Updated: Dec 10, 2018


"Dad: You’ve never been on a double decker have ya? Son: No! We are so high up! The people down below are tiny! Do people get to take the bus everyday? Dad: Oh yeh, I used to get a bus like this every morning. Son: That’s so cool! Dad: Do you want to play a secret game? It’s called ‘Eye Catch’. Look out the window at everyone walking along the pavement and sitting at that bus stop. Now focus on one of them Have a long, hard look at them Wait for it... see that! Son: What? Dad: You always seem to catch them looking back. L, L, L, Look... Just like that. That stranger, right?! They could’ve just slipped by, in that big crowd of people But they feel more familiar now don’t they?! Less distant and unknown. This is a connection. We all seem so detached from one another But with one exchange of energy However short and fleeting, this all changes You know that girl sat at the front of the bus?! Son: Yeah? Dad: Well she can’t see what you can see or hear what you can hear. Neither can that man in the red scarf Son: But they’re looking out the window too, Dad? They can see the person I was looking at? Dad: They can see the person But they’ll never be able to experience that moment you just shared That’s yours and no one else's Son: But, but... Is it magic? How does it work Dad? Dad: I don’t know, maybe you’ll figure it out one day."
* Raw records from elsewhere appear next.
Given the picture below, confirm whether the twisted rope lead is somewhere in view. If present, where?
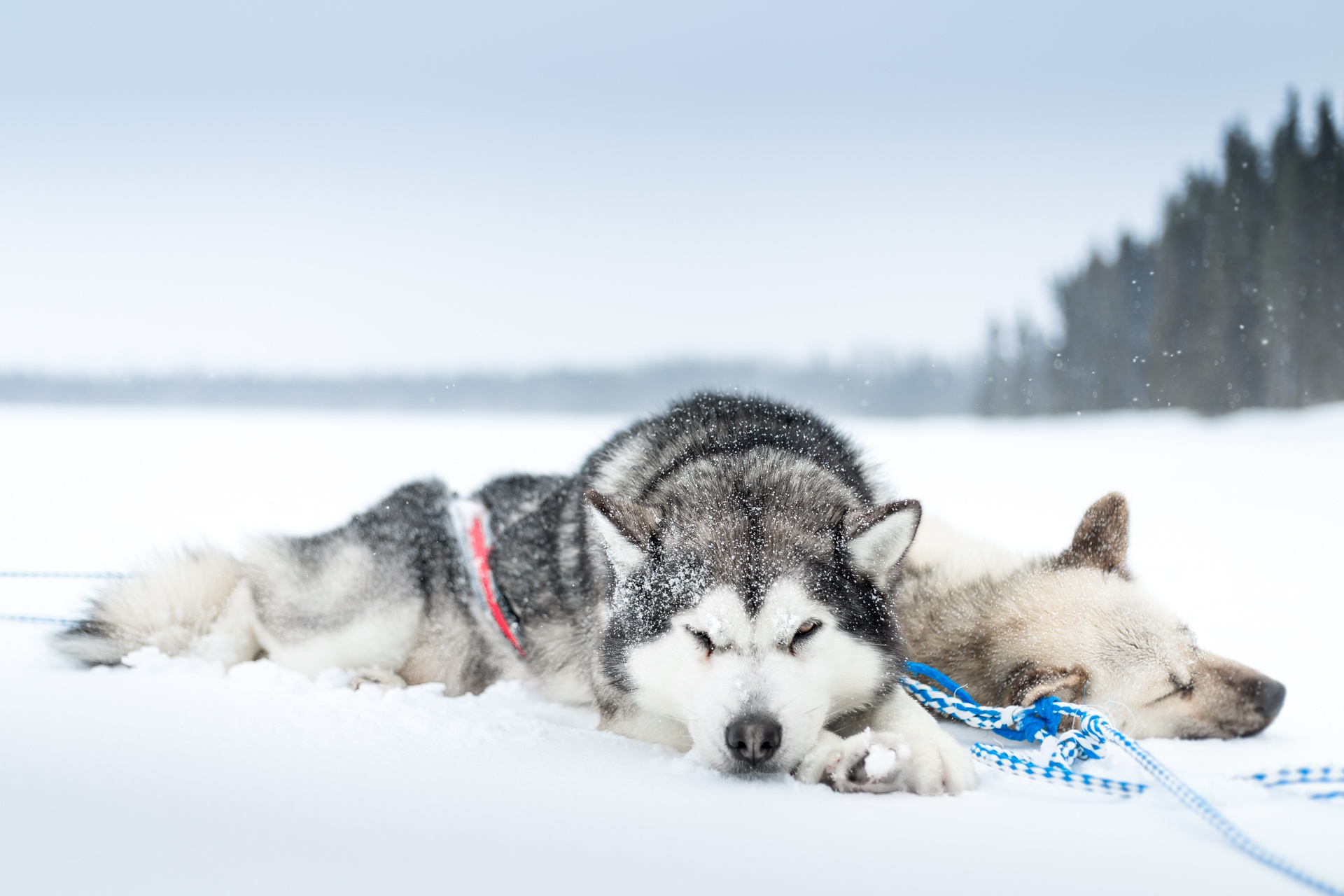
[0,570,130,579]
[0,570,130,626]
[1246,766,1344,799]
[900,662,1344,896]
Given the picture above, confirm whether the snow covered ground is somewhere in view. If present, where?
[0,407,1344,895]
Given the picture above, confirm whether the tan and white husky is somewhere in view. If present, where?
[897,493,1285,738]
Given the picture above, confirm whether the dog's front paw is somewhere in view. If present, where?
[825,729,976,797]
[825,728,914,794]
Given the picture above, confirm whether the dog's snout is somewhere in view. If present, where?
[1252,678,1287,725]
[724,716,783,766]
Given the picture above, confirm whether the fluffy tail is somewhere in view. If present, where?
[55,547,257,665]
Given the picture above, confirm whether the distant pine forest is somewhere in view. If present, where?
[979,94,1344,415]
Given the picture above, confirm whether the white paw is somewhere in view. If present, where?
[824,729,976,797]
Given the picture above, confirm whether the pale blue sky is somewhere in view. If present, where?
[0,0,1344,372]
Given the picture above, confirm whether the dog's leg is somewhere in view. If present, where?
[349,666,406,690]
[793,728,844,785]
[793,693,976,795]
[860,690,976,795]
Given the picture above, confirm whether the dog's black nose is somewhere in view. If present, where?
[724,716,783,766]
[1254,678,1287,725]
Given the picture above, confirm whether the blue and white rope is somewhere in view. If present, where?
[0,570,130,626]
[0,570,130,579]
[1245,766,1344,799]
[900,662,1344,896]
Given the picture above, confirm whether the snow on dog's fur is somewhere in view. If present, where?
[60,395,974,794]
[898,493,1285,738]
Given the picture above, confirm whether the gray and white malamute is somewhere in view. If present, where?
[60,395,974,794]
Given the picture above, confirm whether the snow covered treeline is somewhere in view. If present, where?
[980,94,1344,414]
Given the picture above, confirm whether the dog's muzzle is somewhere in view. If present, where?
[723,715,783,771]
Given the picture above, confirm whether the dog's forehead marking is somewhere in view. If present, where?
[684,576,831,648]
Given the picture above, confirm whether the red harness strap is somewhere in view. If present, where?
[466,513,527,657]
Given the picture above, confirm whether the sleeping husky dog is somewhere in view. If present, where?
[60,395,974,794]
[897,493,1285,738]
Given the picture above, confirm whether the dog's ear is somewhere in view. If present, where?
[1059,491,1129,576]
[1002,662,1087,706]
[844,500,919,591]
[583,489,659,576]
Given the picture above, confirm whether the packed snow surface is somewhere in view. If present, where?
[0,407,1344,895]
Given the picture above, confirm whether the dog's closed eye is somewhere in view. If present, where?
[789,620,821,653]
[1153,676,1195,703]
[685,626,714,655]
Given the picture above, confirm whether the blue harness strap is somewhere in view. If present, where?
[900,662,1344,896]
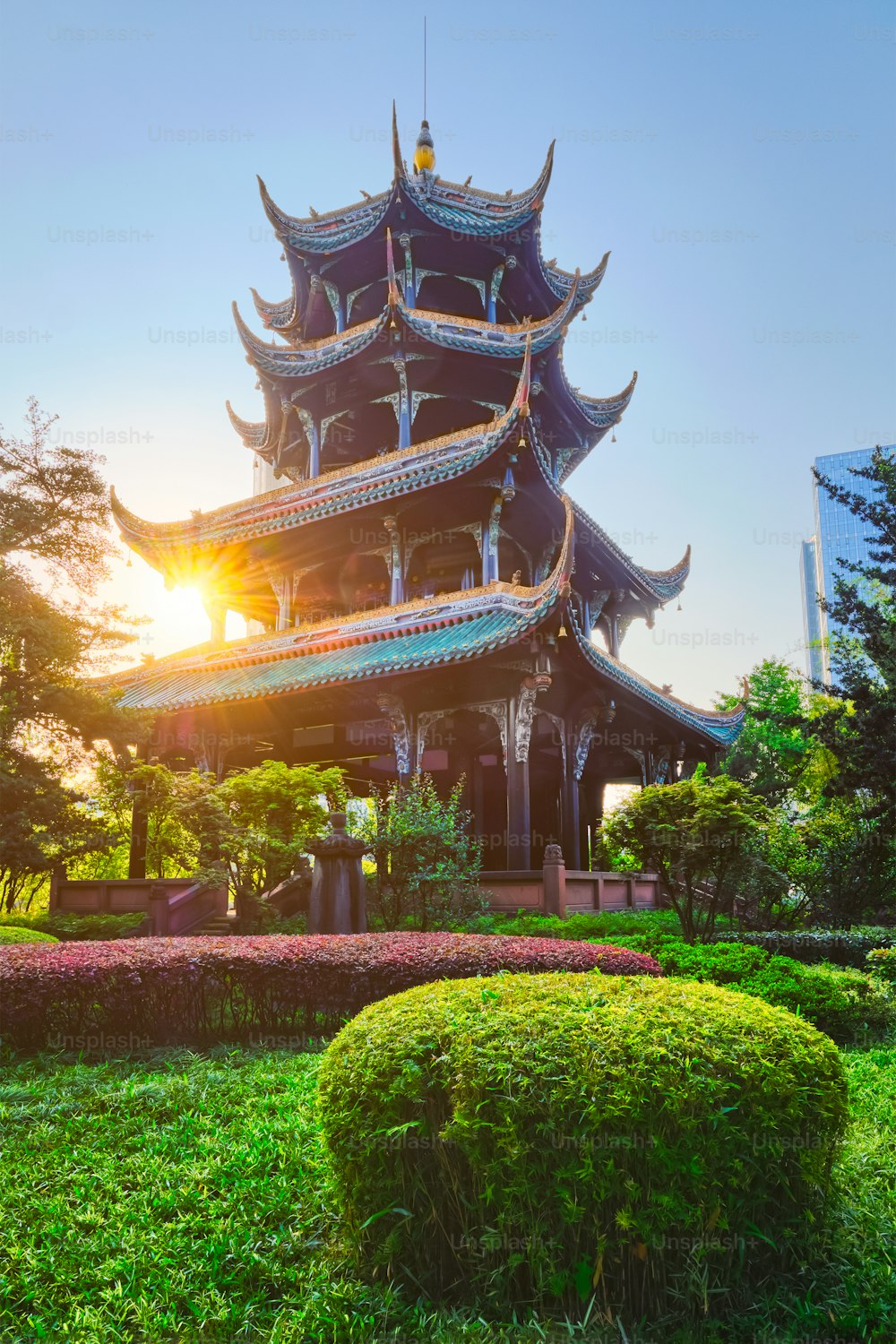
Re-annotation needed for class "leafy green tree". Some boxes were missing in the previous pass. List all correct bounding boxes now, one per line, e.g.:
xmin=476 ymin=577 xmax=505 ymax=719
xmin=0 ymin=400 xmax=140 ymax=909
xmin=0 ymin=749 xmax=116 ymax=914
xmin=193 ymin=761 xmax=347 ymax=902
xmin=361 ymin=774 xmax=487 ymax=930
xmin=602 ymin=771 xmax=769 ymax=943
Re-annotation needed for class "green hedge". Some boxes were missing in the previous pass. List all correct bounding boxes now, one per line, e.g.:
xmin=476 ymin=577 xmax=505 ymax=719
xmin=470 ymin=910 xmax=896 ymax=1045
xmin=469 ymin=910 xmax=681 ymax=952
xmin=636 ymin=938 xmax=896 ymax=1045
xmin=0 ymin=925 xmax=59 ymax=948
xmin=320 ymin=975 xmax=847 ymax=1324
xmin=0 ymin=910 xmax=145 ymax=943
xmin=720 ymin=925 xmax=896 ymax=970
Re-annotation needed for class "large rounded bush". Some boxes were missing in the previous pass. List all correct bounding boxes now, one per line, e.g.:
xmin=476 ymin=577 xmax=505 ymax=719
xmin=320 ymin=975 xmax=847 ymax=1319
xmin=0 ymin=926 xmax=59 ymax=948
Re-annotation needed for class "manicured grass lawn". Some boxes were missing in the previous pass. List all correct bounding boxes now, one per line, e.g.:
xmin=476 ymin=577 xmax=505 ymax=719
xmin=0 ymin=1048 xmax=896 ymax=1344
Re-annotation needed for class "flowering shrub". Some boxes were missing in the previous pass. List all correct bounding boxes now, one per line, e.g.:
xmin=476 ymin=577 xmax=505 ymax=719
xmin=0 ymin=910 xmax=146 ymax=943
xmin=0 ymin=933 xmax=662 ymax=1048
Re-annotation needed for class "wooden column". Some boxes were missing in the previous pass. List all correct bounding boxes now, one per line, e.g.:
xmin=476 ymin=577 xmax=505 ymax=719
xmin=508 ymin=696 xmax=532 ymax=871
xmin=127 ymin=789 xmax=149 ymax=878
xmin=560 ymin=768 xmax=582 ymax=870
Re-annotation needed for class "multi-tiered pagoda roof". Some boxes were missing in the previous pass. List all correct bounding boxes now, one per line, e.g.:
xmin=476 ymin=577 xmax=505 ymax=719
xmin=113 ymin=117 xmax=740 ymax=871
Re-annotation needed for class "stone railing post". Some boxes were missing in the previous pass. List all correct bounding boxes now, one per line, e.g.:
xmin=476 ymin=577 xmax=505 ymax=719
xmin=307 ymin=812 xmax=366 ymax=933
xmin=541 ymin=844 xmax=567 ymax=919
xmin=149 ymin=883 xmax=168 ymax=938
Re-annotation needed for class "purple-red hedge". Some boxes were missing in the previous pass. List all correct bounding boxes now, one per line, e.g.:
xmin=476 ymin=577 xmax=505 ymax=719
xmin=0 ymin=933 xmax=662 ymax=1051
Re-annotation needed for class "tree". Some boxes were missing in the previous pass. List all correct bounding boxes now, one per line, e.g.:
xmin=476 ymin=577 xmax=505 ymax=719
xmin=602 ymin=771 xmax=769 ymax=943
xmin=718 ymin=659 xmax=837 ymax=806
xmin=361 ymin=774 xmax=485 ymax=930
xmin=0 ymin=749 xmax=116 ymax=914
xmin=814 ymin=448 xmax=896 ymax=847
xmin=194 ymin=761 xmax=345 ymax=900
xmin=0 ymin=398 xmax=140 ymax=909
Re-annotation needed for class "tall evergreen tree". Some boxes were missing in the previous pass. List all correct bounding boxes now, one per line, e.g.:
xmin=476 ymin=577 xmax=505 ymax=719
xmin=813 ymin=448 xmax=896 ymax=844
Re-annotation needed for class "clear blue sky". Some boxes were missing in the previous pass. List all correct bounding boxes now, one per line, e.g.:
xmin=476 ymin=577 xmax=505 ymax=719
xmin=0 ymin=0 xmax=896 ymax=703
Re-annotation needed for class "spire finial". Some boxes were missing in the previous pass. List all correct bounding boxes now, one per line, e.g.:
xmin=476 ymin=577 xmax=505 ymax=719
xmin=414 ymin=15 xmax=435 ymax=172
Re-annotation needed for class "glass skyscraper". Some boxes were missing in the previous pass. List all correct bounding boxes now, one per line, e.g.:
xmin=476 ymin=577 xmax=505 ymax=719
xmin=799 ymin=444 xmax=896 ymax=682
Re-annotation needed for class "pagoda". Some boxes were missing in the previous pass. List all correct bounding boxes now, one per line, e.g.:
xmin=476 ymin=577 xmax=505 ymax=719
xmin=111 ymin=109 xmax=742 ymax=875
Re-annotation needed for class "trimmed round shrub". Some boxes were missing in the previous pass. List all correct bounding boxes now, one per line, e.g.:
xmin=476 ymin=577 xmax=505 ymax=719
xmin=654 ymin=940 xmax=895 ymax=1045
xmin=320 ymin=975 xmax=847 ymax=1320
xmin=0 ymin=926 xmax=59 ymax=948
xmin=0 ymin=933 xmax=662 ymax=1050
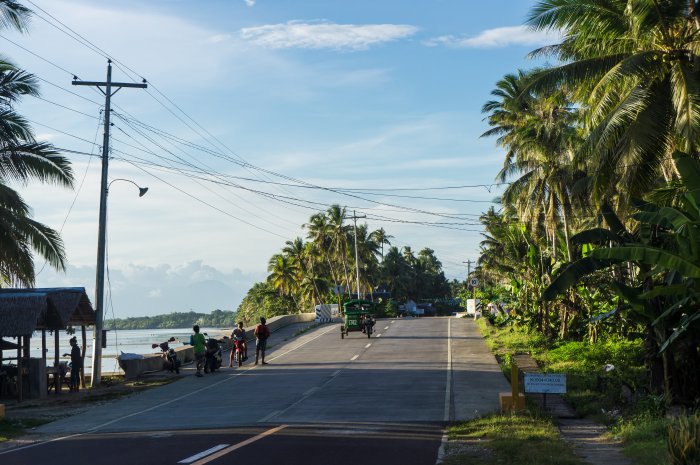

The script for our voiceover - a dialogue between father and son, discussing a game called Eyecatch, where you catch strangers looking back from the top of a double decker bus. This script is inspired by an overheard conversation on the number 12 bus.


The conversation is playing out as a memory in the actor's head. The end of the film explains this by having him answer the phone to his father, years later. To convey the sense of it being a memory, we will use audio effects to create an analogue-sounding recording.


This script will also allow us to visualise imagery alongside the voiceover, using archived footage or our own shots once we have decided how we will represent each aspect. For example, Dad says 'but with one exchange of energy', here we could represent this with handing over flowers, or a handshake, or a chemical reaction. This will give our film a more suggestive, creative nature which we hope to convey a more interesting narrative.